Proposed Nursing Requirements
If finalized, the proposed rule would require nursing homes nationwide to provide, at a minimum:
- One onsite Registered Nurse (RN) 24 hours per day, seven days per week;
- 0.55 RN hours per resident per day; and
- 2.45 Nurse Aide hours per resident per day.
To the extent a nursing home’s residents require, it is CMS’ expectation that facilities will provide appropriate staffing above and beyond these baseline figures to meet their residents’ needs.
CMS also expects these proposed requirements to lead to an increased staffing need at more than 75% of nursing homes nationwide. To help with this looming problem, CMS announced a national campaign aimed at making it easier to enter nursing home careers by investing $75 million in scholarships and other financial incentives.
As part of the proposed rule, CMS also aims to strengthen the existing facility assessment process by requiring nursing homes to: (1) assess the specific needs of each of its residents and make adjustments as necessary, including on a shift-by-shift basis; (2) formulate staffing plans designed to maximize staff recruitment and retention; and (3) incorporate the input of staff, including not only management, but also nursing staff and their representatives, as part of the assessment process.
Contemplated Timeline for Compliance
CMS proposes a phased implementation of these staffing and facility assessment requirements based on a nursing home’s location.

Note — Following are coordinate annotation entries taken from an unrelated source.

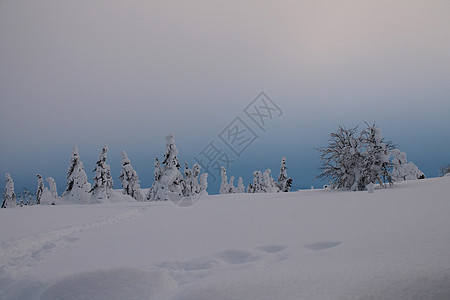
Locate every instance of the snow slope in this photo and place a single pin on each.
(312, 244)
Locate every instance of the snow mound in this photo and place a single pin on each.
(110, 284)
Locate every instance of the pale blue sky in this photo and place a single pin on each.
(126, 73)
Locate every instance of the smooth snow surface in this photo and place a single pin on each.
(313, 244)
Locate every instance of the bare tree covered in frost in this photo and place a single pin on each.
(352, 161)
(263, 183)
(402, 169)
(40, 189)
(129, 179)
(284, 182)
(77, 188)
(241, 187)
(102, 180)
(169, 180)
(9, 197)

From the date of final rule publication:
- All nursing homes, regardless of locale, would have 60 days to comply with facility assessment requirements;
- Urban facilities would have two years to comply with the 24 hours per day, seven days per week RN requirement, while rural facilities would have three years; and
- Urban facilities would have three years to comply with the 0.55 RN hours and 2.45 Nurse Aide hours requirement, while rural facilities would have five years.

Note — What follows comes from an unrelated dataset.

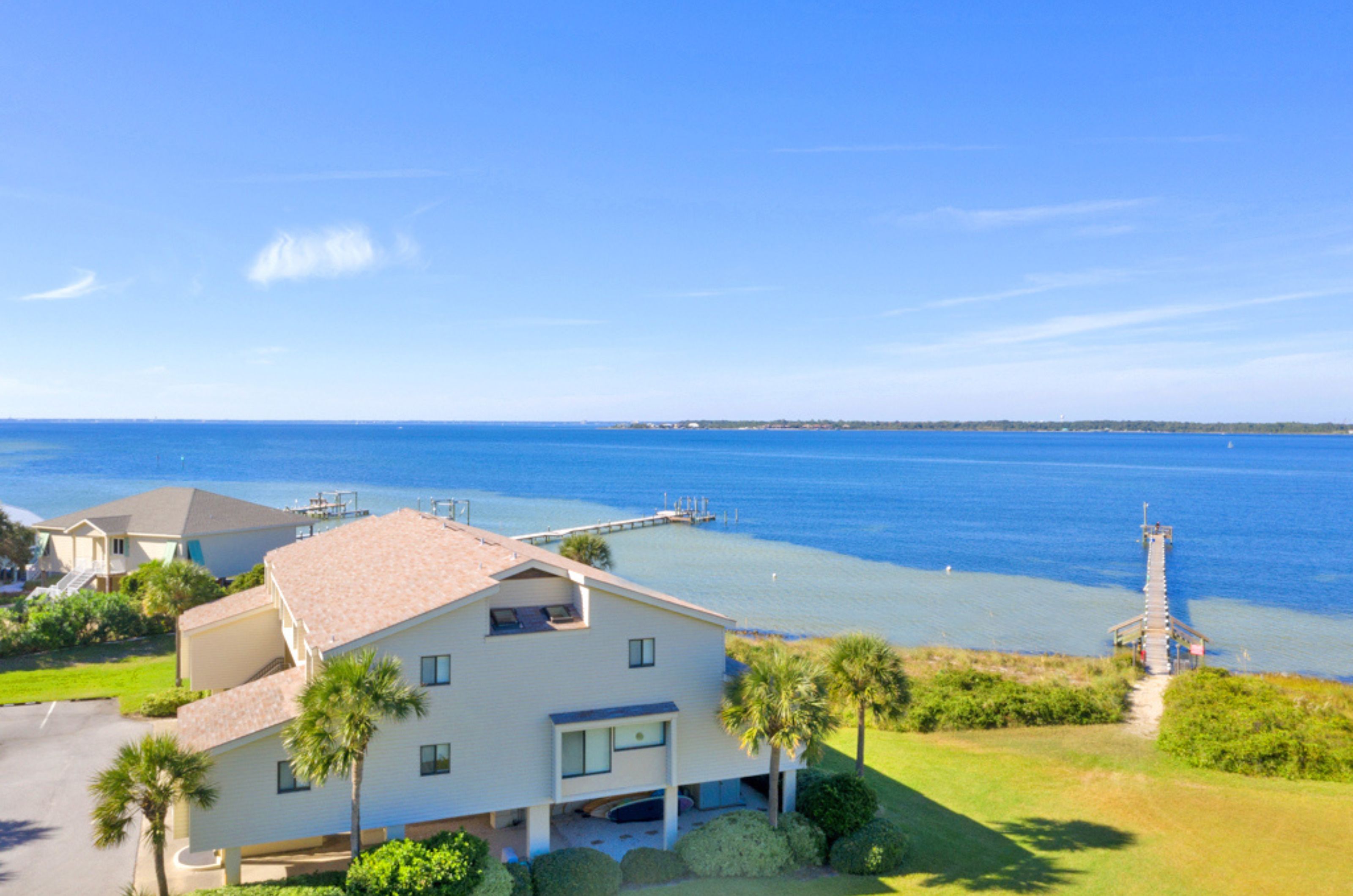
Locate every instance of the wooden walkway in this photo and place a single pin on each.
(1156, 626)
(662, 517)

Temporary Hardship Exemption
CMS does, however, provide for a temporary hardship exemption from the minimum staffing requirements for facilities that can demonstrate:
- Workforce unavailability based on location, evidenced by either a medium (i.e., 20% below national average) or low (i.e., 40% below national average) provider-to-population ratio for the nursing workforce, as calculated by CMS using the Bureau of Labor and Statistics and Census Bureau data, or if the facility is at least 20 miles away from another LTC facility (also as determined by CMS);
- Good faith efforts to hire and retain staff through the development and implementation of a recruitment and retention plan (by documenting job postings and job vacancies, including the number and duration of vacancies, job offers made and competitive wage offerings); and
- A financial commitment to staffing by documenting the total annual amount spent on direct care staff.
Facilities are ineligible for the temporary hardship exemption if they have either (1) failed to submit their data to CMS’ Payroll-Based Journal System; (2) been identified as a special focus facility; or (3) within the 12 months prior: have been identified as having widespread insufficient staffing resulting in resident actual harm, identified as having a pattern of insufficient staffing resulting in resident actual harm, or cited at the immediate jeopardy level of severity with respect to insufficient staffing as determined by CMS.
Should the rule be finalized, CMS will use its existing survey, certification, and enforcement processes to determine compliance. Facilities found to be non-compliant would be subject to CMS enforcement actions including, but not limited to, provider agreement termination, denial of Medicare and/or Medicaid payments by CMS, state monitoring, transfer of residents, transfer of residents with closure of the facility at issue, and/or civil monetary penalties. In determining the appropriate enforcement remedy, CMS will consider the scope and severity level of the then existing deficiency.
The 60-day comment period for the proposed rule runs through November 6, 2023. It should be noted that CMS is soliciting comments on, among other things, whether a total nurse staffing standard of 3.48 hours per resident per day (including the 0.55 RN hours and 2.45 Nurse Aide hours) should also be implemented.